Using wptrunner in Chromium (experimental)

wptrunner is the harness shipped with the web platform tests project for running the test suite. This user guide documents experimental support in Chromium for wptrunner as a replacement for run_web_tests.py for running WPTs.

For general information on web platform tests, see web-platform-tests.org.

Differences from run_web_tests.py

The main differences between run_web_tests.py and wptrunner are that:

  1. wptrunner can communicate with a browser using the standard WebDriver protocol, whereas run_web_tests.py relies on content_shell's protocol mode and internal APIs.
  2. Due to (1), run_web_tests.py can only test the stripped-down content_shell, but wptrunner can also test the full Chrome binary through chromedriver.
  3. wptrunner should automatically support new upstream WPT features (e.g., new testdriver.js APIs).

Running Tests Locally

First, build the ninja target for the product you wish to test:

autoninja -C out/Release chrome_wpt
autoninja -C out/Release content_shell_wpt
autoninja -C out/Release system_webview_wpt   # `android_webview`
autoninja -C out/Release chrome_public_wpt    # `chrome_android` (Clank)

Then, from //third_party/blink/tools/, run the wptrunner wrapper script run_wpt_tests.py with one of the following commands:

run_wpt_tests.py [options] [test list]   # *nix
run_wpt_tests.bat [options] [test list]  # Windows

Like for run_web_tests.py:

  • The test list may contain directories, files, or URLs (e.g., path/to/test.html?variant).
  • Providing a directory or file runs all contained tests.
  • Prefixing a path with virtual/<suite>/ runs that path's tests as virtual tests.
  • Omitting the test list will run all tests and virtual suites, including wpt_internal/

Useful options:

  • -t <target>: Select which //out/ subdirectory to use.
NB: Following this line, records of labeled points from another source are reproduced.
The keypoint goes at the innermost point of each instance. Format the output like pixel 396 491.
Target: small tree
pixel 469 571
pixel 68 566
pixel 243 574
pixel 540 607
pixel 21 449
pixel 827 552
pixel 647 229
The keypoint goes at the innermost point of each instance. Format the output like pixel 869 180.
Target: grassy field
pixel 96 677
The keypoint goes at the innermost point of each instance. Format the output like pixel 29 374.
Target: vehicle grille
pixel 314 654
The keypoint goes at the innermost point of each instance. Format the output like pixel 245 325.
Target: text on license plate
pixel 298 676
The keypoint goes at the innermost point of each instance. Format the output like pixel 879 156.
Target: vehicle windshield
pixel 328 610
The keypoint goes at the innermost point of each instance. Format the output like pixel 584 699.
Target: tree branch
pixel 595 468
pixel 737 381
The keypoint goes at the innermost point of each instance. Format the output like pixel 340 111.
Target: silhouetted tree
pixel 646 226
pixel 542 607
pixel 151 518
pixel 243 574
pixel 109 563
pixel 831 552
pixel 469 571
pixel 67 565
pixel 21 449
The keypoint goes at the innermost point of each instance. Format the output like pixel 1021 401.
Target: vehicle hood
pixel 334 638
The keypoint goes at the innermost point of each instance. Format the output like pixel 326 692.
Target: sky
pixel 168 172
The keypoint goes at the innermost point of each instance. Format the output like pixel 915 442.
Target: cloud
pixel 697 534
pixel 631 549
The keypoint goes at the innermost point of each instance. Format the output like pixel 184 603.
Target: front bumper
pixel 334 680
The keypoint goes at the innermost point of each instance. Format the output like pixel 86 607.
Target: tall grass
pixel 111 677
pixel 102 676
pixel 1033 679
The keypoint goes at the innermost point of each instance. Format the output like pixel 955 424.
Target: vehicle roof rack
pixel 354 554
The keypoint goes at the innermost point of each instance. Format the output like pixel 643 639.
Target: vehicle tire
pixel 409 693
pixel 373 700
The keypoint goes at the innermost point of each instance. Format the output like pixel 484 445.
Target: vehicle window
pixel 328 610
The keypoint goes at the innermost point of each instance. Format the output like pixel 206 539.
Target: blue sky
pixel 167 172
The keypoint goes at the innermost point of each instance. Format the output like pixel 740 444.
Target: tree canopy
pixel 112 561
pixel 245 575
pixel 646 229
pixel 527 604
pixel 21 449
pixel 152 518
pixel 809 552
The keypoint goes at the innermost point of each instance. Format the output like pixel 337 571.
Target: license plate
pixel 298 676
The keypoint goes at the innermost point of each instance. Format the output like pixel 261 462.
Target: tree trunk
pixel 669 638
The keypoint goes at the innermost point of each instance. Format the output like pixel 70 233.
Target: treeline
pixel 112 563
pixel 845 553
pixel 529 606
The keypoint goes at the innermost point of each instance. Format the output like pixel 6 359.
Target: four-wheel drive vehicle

Defaults to Release.
  • -p <product>: Select which browser (or browser component) to test. Defaults to content_shell.
  • -v: Increase verbosity (may provide multiple times). -v will dump browser logs.
  • --help: Show detailed usage and all available options.

Builders

A set of FYI builders continuously run all WPTs (including wpt_internal/) on different platforms:

Each builder has an opt-in try mirror with the same name. To run one of these builders against a CL, click “Choose Tryjobs” in Gerrit, then search for the builder name. Alternatively, add a CL description footer of the form:

Cq-Include-Trybots: luci.chromium.try:<builder name>

to opt into select builders when submitting to CQ.

Test Results

Results from the most recent run are placed under //out/<target>/layout-test-results/. The next test run will rename this directory with a timestamp appended to preserve the results.

To view the test results locally, open layout-test-results/results.html in a browser. This results.html is the same results viewer that run_web_tests.py supports. On builders, results.html can be accessed from the “archive results for ...” → web_test_results link as an alternative to the built-in test results UI:

results.html build page link

results.html build page link

results.html

results.html query filter

The artifacts that results.html serves are stored under layout-test-results/ with the same directory structure as their tests. run_wpt_tests.py produces similar kinds of artifacts as run_web_tests.py does:

  • *-{expected,actual,diff}.txt, *-pretty-diff.html: (Sub)test results in the text-based WPT metadata format and their diffs.
  • *-{expected,actual,diff}.png (reftest only): Screenshots of the reference and test pages, and the diff produced by image_diff.
  • *-crash-log.txt: Contains all logs from driver processes (e.g., chromedriver, logcat). For content_shell, this also includes the protocol mode stdout.
  • *-stderr.txt: (Sub)test results in unstructured form.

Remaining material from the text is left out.